My own engineering vision for responding to these daunting challenges can be summarized in one sentence: let us integrate as much renewable energy as we reasonably can in our energy systems by mobilizing demand-side flexibility. Consumers are a central part of this proposition: as consumers, we need to partake in the energy transition by seamlessly integrating our flexibility in power grids. Recent electricity and gas bills charged to Greek households have proven that we need to be a part of the solution. The vision of my research is an infrastructure of automation down to individual households that orchestrates demand patterns (which will become increasingly flexible, e.g. due to the massive penetration of electric vehicles in power grids) harmoniously with renewable resources such as wind and solar power. The engineering background with which I approach these challenges is operations research. This is a domain of applied mathematics that develops models and algorithms for deriving optimal decisions in complex systems. Previous recipients of the Bodossaki Foundation Distinguished Young Scientist award include “giants” of computer science and operations research, which I consider as scientific role models and sources of professional inspiration, including Constantinos Daskalakis (2019), Dimitris Bertsimas (1997), and John Tsitsiklis (1994).

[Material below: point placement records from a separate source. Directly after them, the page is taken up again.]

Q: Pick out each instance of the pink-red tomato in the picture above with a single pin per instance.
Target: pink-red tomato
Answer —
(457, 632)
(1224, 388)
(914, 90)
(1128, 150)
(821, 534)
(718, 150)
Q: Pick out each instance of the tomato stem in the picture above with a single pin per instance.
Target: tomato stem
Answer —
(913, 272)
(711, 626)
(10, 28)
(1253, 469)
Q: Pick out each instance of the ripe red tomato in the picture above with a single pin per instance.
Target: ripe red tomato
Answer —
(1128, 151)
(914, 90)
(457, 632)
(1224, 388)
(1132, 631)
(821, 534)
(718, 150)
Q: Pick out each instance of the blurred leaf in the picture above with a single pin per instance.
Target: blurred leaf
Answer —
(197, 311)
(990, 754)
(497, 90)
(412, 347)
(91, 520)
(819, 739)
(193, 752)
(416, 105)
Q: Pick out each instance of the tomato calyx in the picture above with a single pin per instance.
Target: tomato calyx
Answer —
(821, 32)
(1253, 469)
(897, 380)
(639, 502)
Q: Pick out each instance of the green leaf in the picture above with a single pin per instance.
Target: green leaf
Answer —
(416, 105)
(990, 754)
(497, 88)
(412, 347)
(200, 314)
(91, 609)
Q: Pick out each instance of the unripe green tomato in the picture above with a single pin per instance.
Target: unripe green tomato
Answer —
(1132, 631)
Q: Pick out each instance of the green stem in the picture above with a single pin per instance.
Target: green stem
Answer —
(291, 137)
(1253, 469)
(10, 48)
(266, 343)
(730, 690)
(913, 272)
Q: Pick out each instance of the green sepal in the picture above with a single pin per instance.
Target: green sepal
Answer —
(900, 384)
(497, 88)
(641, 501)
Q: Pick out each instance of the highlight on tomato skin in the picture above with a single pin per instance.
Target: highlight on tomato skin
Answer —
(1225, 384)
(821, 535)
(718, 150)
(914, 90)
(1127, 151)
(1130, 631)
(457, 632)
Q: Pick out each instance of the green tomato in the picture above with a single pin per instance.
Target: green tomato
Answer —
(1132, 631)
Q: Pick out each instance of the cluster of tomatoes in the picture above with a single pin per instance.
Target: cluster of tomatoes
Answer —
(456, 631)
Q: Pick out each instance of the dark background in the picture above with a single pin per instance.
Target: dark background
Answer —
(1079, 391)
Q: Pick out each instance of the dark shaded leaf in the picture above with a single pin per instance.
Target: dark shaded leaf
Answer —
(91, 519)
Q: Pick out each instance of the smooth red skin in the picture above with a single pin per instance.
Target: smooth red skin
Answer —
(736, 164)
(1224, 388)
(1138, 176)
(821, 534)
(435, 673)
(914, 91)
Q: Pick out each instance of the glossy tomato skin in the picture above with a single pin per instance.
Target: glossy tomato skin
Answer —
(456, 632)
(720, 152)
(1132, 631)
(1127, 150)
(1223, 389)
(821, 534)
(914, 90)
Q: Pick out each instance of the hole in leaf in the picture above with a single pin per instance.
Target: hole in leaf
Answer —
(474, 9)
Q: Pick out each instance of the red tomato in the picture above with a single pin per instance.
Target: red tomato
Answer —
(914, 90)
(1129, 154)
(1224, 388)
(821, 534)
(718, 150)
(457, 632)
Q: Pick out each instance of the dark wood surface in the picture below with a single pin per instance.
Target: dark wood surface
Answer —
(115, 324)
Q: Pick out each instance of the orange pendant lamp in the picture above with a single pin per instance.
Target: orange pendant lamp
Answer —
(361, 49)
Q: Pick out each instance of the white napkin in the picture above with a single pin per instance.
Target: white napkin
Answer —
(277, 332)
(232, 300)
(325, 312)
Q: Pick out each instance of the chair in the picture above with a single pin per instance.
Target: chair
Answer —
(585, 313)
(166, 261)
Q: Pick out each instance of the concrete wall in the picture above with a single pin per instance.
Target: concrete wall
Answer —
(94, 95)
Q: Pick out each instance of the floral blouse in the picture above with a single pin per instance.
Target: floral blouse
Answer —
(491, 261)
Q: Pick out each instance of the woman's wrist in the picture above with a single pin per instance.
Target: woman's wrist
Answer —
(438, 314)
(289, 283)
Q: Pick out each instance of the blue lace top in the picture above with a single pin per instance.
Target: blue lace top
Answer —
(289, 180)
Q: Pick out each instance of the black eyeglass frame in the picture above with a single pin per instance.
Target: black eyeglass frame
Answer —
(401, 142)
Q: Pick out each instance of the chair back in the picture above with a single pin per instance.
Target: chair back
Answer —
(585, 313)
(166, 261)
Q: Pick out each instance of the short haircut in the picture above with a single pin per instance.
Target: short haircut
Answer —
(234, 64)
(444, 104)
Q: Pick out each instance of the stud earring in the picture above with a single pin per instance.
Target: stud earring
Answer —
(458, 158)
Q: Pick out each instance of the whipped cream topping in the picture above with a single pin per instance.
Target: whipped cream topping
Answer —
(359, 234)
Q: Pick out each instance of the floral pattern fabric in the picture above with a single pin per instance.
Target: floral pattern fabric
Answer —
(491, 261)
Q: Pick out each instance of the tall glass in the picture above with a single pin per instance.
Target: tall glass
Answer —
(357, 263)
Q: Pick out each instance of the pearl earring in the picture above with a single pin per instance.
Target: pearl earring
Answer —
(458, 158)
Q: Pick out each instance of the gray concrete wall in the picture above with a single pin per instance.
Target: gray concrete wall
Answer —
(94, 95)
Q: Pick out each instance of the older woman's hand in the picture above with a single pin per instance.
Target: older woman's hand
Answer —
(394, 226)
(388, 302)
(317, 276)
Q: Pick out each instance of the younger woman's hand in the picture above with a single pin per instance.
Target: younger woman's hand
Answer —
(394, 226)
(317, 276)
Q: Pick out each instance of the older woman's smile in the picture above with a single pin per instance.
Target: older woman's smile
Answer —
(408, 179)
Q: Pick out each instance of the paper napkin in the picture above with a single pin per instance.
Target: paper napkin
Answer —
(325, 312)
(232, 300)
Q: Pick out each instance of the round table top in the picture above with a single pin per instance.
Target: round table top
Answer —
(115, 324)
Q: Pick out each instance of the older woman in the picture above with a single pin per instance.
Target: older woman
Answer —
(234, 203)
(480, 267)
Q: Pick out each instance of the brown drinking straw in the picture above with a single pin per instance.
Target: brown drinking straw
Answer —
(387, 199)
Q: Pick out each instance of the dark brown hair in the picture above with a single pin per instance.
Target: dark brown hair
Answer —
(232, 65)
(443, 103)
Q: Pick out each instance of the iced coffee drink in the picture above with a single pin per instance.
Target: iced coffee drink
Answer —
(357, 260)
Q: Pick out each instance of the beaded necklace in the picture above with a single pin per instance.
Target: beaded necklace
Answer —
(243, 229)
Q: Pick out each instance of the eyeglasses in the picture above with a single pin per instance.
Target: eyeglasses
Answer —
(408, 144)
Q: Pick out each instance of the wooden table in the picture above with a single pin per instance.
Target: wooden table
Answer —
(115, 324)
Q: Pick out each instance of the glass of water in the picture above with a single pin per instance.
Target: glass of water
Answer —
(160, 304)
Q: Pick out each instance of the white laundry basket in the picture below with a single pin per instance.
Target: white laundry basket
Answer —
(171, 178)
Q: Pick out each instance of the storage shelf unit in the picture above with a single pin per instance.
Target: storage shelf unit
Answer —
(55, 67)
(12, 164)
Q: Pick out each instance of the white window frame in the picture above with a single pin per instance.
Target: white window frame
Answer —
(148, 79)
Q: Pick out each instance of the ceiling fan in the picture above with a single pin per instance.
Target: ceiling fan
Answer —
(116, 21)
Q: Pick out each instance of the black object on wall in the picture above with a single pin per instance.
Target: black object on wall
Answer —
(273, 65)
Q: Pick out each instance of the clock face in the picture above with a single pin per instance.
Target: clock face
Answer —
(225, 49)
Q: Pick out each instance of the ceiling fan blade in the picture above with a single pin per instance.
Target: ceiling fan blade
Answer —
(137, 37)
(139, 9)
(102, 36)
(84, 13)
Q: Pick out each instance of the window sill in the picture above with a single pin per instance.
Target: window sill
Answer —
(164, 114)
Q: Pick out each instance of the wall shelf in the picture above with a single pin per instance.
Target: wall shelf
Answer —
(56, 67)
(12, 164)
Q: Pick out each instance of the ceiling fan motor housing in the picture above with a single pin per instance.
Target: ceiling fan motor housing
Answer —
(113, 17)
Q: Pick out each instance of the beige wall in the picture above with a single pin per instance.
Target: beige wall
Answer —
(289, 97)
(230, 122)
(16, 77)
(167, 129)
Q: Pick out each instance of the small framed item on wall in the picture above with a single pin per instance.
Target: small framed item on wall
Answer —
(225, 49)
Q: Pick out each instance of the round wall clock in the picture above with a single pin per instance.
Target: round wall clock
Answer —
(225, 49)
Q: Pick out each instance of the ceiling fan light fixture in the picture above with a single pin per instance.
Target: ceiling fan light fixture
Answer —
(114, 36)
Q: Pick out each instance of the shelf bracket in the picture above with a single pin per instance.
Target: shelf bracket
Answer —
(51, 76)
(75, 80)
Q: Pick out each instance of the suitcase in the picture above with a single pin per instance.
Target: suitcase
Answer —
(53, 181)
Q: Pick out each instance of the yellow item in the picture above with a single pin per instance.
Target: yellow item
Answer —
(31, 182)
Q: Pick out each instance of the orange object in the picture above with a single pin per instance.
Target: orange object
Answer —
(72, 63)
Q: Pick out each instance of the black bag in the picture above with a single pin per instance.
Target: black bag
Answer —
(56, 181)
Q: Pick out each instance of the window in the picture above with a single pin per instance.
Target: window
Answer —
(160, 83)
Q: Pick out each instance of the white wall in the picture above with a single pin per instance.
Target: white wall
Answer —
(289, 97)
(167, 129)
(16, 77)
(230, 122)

Even though our team does not engineer hardware equipment, as operations researchers we do engineer decision-making infrastructure that coordinates these assets. This decision-making infrastructure is used by an array of power system stakeholders, from utilities that produce power to network operators that manage the grid that gets the power to our home. This allows us to keep the lights on in systems with ever-increasing amounts of renewable resources by intelligently timing, routing and pricing the delivery of power over the grid.

In my view, operations research has become a core engineering discipline in electrical and computer engineering. It has become integral for energy, and transcends well beyond energy into numerous central areas of ECE-NTUA. I therefore look forward to seeing the curriculum of NTUA adapting in order to stay ahead of this evolution. Having recently moved from UCLouvain in Belgium to NTUA in Greece, I am very excited to return to my homeland and to have an opportunity to set up a research team in NTUA that can uphold a tradition of research excellence”.